By providing `my_data %>% map_df("attributes", "features")`, `.f = "attributes"`, and `... = "features"`.
Guessing at what your data looks like since you said, `my_data[["features"]][["attributes]]` works...
```{r}
(my_data <- list(
features = list(
attributes = tibble(
dat = 1:3,
dat2 = 4:6
),
other_thing = 1:4
),
other_thing2 = 1:3
)
)
```
So the df I want is in
```{r}
my_data[["features"]][["attributes"]]
```
This doesn't work
```{r}
my_data %>% map_df("features", "attributes")
```
because `map_df` is mapping through the first nested layer, so it's _inside_ the features list when it's trying to do the first extraction. In other words, the function is first looking at `my_data$features` and trying to extract `"features"`, but there isn't an object named `"features"` inside `my_data$features`.

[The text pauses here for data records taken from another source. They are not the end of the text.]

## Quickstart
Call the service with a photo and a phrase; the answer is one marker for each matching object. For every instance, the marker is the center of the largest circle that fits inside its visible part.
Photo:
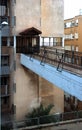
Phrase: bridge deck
(65, 80)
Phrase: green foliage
(40, 111)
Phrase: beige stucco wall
(46, 15)
(27, 14)
(52, 17)
(32, 90)
(25, 97)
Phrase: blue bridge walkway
(65, 80)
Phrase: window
(67, 25)
(76, 22)
(76, 35)
(5, 60)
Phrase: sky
(71, 8)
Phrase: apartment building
(21, 89)
(73, 33)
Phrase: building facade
(21, 89)
(73, 33)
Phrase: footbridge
(58, 73)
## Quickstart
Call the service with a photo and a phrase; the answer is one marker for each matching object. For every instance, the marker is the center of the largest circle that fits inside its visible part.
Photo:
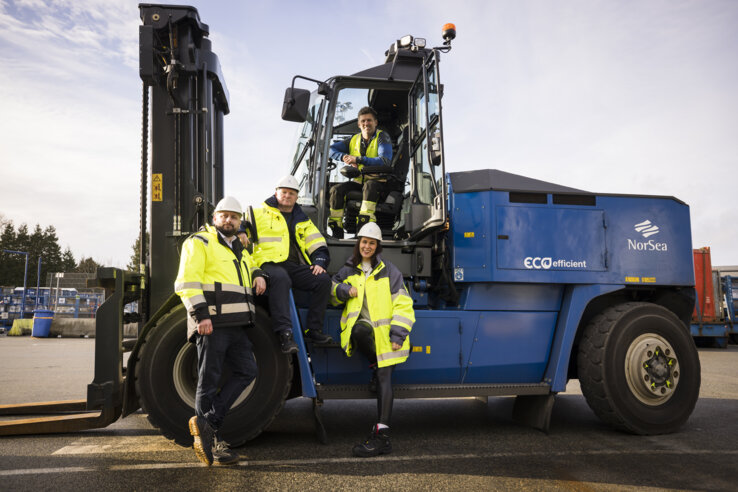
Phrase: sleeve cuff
(398, 334)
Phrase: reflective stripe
(401, 292)
(239, 307)
(381, 322)
(188, 285)
(191, 302)
(315, 246)
(225, 288)
(393, 355)
(402, 319)
(233, 288)
(270, 239)
(352, 314)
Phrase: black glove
(350, 172)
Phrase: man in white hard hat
(215, 281)
(292, 251)
(368, 156)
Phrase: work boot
(203, 443)
(318, 337)
(377, 443)
(287, 343)
(223, 455)
(336, 230)
(361, 220)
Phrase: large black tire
(166, 379)
(639, 369)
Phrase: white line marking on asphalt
(379, 459)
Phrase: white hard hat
(372, 230)
(288, 181)
(229, 204)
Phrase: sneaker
(318, 337)
(204, 435)
(223, 455)
(377, 443)
(336, 230)
(287, 343)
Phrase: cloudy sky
(607, 96)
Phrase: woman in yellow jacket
(376, 320)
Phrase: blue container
(42, 323)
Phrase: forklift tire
(166, 380)
(639, 369)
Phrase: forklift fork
(105, 394)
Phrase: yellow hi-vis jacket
(390, 309)
(213, 283)
(372, 150)
(274, 236)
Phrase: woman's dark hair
(356, 257)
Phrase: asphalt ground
(449, 444)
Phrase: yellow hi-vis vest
(212, 282)
(274, 236)
(372, 150)
(389, 306)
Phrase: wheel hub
(652, 369)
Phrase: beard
(226, 229)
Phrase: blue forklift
(519, 285)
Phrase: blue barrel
(42, 323)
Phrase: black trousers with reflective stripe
(362, 337)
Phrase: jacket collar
(379, 266)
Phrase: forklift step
(43, 407)
(60, 423)
(361, 391)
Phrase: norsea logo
(647, 229)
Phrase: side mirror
(296, 103)
(436, 149)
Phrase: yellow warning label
(157, 194)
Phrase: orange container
(704, 286)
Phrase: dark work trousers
(371, 190)
(282, 277)
(362, 337)
(227, 346)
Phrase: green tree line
(40, 242)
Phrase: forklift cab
(406, 94)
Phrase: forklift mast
(189, 98)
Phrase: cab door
(428, 190)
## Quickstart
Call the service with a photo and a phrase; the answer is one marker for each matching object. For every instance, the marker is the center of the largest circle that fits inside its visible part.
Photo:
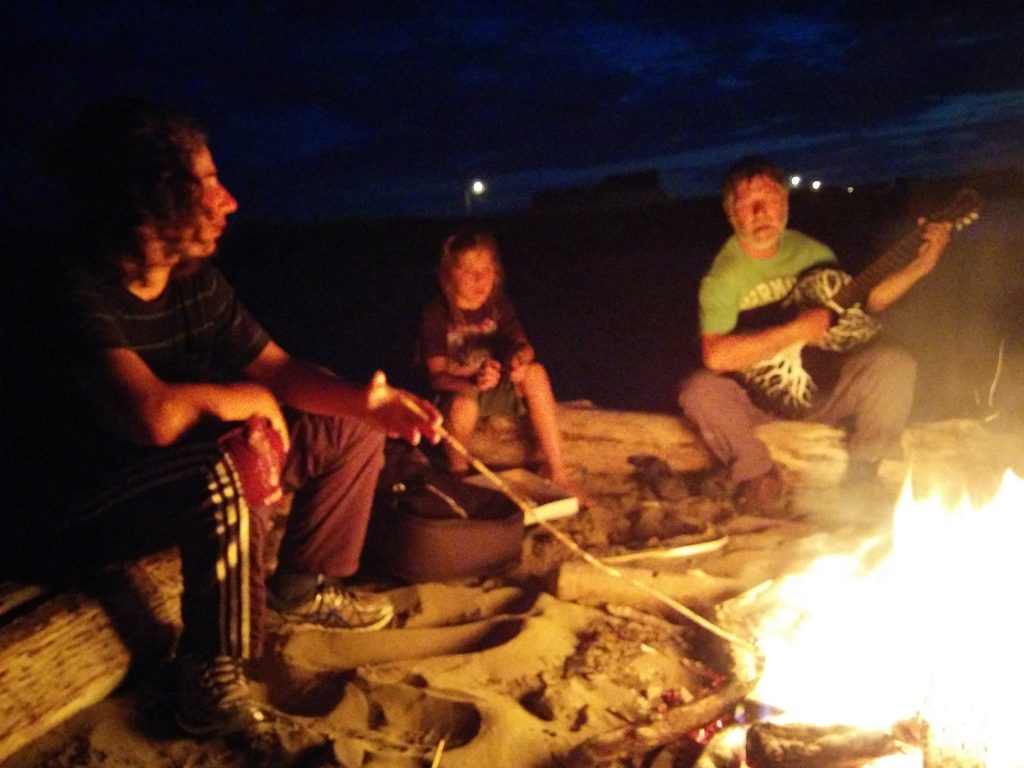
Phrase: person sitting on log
(477, 355)
(750, 321)
(177, 419)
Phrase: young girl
(478, 356)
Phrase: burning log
(797, 745)
(635, 740)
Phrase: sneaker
(335, 607)
(214, 698)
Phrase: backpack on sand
(428, 525)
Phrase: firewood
(677, 723)
(799, 745)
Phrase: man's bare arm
(141, 408)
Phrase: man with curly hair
(182, 421)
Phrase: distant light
(474, 188)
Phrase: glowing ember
(929, 631)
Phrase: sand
(554, 660)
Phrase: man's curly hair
(129, 164)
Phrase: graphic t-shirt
(470, 338)
(737, 289)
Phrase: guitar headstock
(963, 211)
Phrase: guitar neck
(898, 256)
(962, 211)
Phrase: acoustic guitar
(788, 382)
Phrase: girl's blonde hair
(455, 246)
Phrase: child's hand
(488, 375)
(518, 363)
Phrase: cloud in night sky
(320, 110)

There is an object named `"attributes"`, so this works
```{r}
my_data %>% map_df("attributes")
```
This does too
```{r}
my_data %>% map_df("attributes", "features")
```
Because the argument `"features"` is being passed as an additional argument to the extractor function and not actually doing anything.
It's kinda dangerous to do it this way -- `map` is going across all of the sub-lists in `my_data`, so it's just lucky that there are no other `features` or `attributes` for it to give back things you _don't_ want.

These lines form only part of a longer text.